INTEGRAÇÃO E RECONHECIMENTO
Para facilitar o reconhecimento dos espaços e a integração, os estudantes foram divididos em grupos identificados por pulseiras coloridas, que serviram de guia para o roteiro inaugural da unidade. A manhã foi voltada à integração, marcada por tours e dinâmicas, como rodas de conversa em que cada jovem se apresentou e compartilhou um objeto representativo de sua história.
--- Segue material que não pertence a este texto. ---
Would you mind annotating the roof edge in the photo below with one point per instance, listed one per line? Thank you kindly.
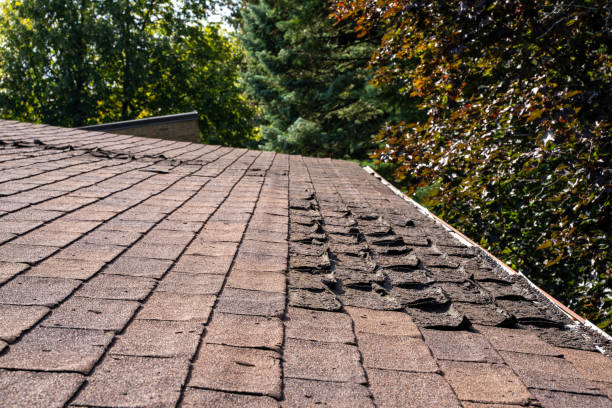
(467, 241)
(179, 117)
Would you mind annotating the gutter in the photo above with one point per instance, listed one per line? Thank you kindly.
(468, 242)
(155, 120)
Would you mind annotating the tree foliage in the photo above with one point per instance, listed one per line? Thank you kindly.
(517, 134)
(80, 62)
(310, 79)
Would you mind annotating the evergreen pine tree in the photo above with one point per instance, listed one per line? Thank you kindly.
(310, 79)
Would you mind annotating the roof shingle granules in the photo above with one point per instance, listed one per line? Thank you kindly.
(141, 273)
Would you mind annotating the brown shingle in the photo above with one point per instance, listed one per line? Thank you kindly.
(262, 281)
(395, 353)
(158, 338)
(57, 349)
(484, 382)
(552, 399)
(27, 389)
(175, 306)
(460, 346)
(547, 372)
(134, 381)
(309, 393)
(383, 322)
(396, 389)
(244, 370)
(87, 313)
(146, 267)
(251, 302)
(25, 253)
(66, 268)
(245, 331)
(28, 290)
(191, 284)
(105, 286)
(318, 325)
(322, 361)
(592, 365)
(16, 319)
(522, 341)
(197, 398)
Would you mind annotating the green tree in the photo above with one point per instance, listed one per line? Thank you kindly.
(310, 79)
(79, 62)
(517, 98)
(47, 70)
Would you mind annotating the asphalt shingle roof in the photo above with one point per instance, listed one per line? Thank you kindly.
(141, 273)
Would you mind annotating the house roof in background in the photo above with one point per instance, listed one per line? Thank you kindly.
(136, 272)
(154, 120)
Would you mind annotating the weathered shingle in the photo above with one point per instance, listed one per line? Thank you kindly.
(136, 272)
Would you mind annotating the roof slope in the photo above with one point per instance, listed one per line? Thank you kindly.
(152, 273)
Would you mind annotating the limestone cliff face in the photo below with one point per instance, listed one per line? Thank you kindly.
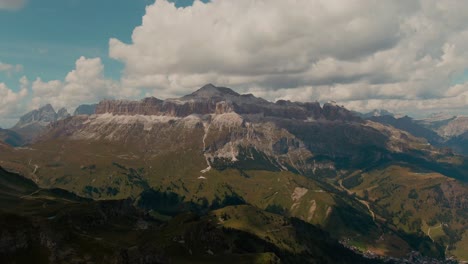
(207, 100)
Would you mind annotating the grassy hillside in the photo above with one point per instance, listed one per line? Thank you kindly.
(419, 203)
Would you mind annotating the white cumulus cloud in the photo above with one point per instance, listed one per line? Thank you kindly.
(85, 84)
(358, 52)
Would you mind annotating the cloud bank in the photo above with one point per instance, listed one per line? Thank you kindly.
(404, 56)
(401, 55)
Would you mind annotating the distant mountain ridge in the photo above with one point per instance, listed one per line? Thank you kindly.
(215, 148)
(32, 124)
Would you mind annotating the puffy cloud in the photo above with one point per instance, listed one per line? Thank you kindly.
(362, 53)
(11, 102)
(85, 84)
(12, 4)
(9, 68)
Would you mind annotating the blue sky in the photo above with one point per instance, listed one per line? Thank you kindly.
(48, 36)
(404, 56)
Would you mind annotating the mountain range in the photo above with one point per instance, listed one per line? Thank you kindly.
(296, 182)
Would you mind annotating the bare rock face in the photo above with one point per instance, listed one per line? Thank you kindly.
(207, 100)
(85, 109)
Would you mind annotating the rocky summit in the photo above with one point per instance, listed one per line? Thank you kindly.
(220, 175)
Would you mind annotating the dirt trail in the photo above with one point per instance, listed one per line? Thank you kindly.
(340, 182)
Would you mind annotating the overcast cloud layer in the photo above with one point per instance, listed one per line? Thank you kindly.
(405, 56)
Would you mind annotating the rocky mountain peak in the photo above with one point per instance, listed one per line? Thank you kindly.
(85, 109)
(209, 91)
(45, 115)
(62, 113)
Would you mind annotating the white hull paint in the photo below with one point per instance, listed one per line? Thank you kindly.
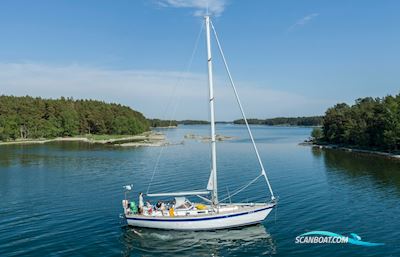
(205, 222)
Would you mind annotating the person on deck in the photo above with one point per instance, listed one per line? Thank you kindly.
(141, 203)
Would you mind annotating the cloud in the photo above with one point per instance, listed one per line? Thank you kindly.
(215, 7)
(303, 21)
(159, 94)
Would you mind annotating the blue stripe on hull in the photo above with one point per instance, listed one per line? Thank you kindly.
(201, 219)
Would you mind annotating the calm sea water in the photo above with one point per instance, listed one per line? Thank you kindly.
(63, 199)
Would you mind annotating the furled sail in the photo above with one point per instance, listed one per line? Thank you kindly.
(210, 185)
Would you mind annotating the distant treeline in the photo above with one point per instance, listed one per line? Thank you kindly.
(156, 123)
(168, 123)
(371, 123)
(28, 117)
(285, 121)
(193, 122)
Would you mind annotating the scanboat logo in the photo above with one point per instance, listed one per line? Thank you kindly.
(326, 237)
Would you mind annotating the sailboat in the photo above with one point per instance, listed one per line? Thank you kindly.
(211, 213)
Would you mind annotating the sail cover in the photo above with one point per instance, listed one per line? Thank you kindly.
(210, 185)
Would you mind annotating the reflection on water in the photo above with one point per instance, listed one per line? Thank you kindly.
(381, 169)
(247, 241)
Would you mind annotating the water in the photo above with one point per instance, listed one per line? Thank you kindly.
(63, 199)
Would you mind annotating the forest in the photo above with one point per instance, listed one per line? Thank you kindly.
(29, 117)
(285, 121)
(157, 123)
(370, 123)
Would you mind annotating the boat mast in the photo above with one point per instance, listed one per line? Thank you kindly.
(212, 115)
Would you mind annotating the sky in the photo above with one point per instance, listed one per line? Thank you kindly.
(288, 58)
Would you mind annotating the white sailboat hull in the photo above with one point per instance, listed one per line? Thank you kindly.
(252, 215)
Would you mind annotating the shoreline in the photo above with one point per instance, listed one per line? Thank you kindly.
(354, 150)
(149, 138)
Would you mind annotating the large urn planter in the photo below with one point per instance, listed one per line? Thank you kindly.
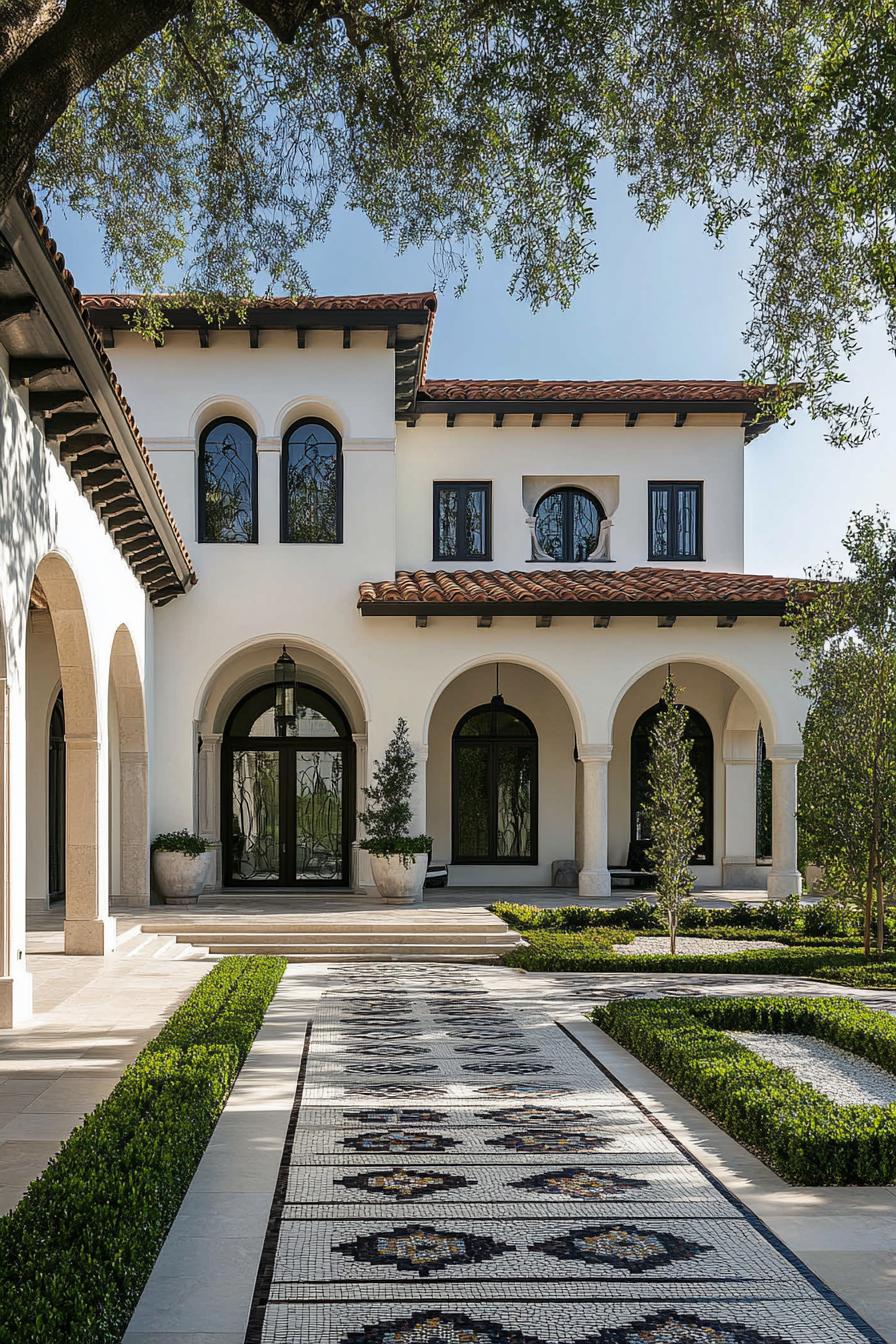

A estudante Cecília Gallas, 14 anos, aproveitou a vitória do seu time na noite anterior para levar uma camisa do Internacional à atividade. Integrante do "grupo rosa", ela protagonizou um momento marcante nesta manhã, na sala de música: ao ver um colega arriscar notas no violão, a jovem, que sempre teve forte ligação com as artes, assumiu os vocais e incentivou o entrosamento da turma. Ao final da pequena apresentação, a turma cantava em coro. Para Cecília, o acolhimento superou suas expectativas. "Depois de conhecer o ambiente e os colegas, pensei: 'Realmente, era para eu estar aqui’”, conta.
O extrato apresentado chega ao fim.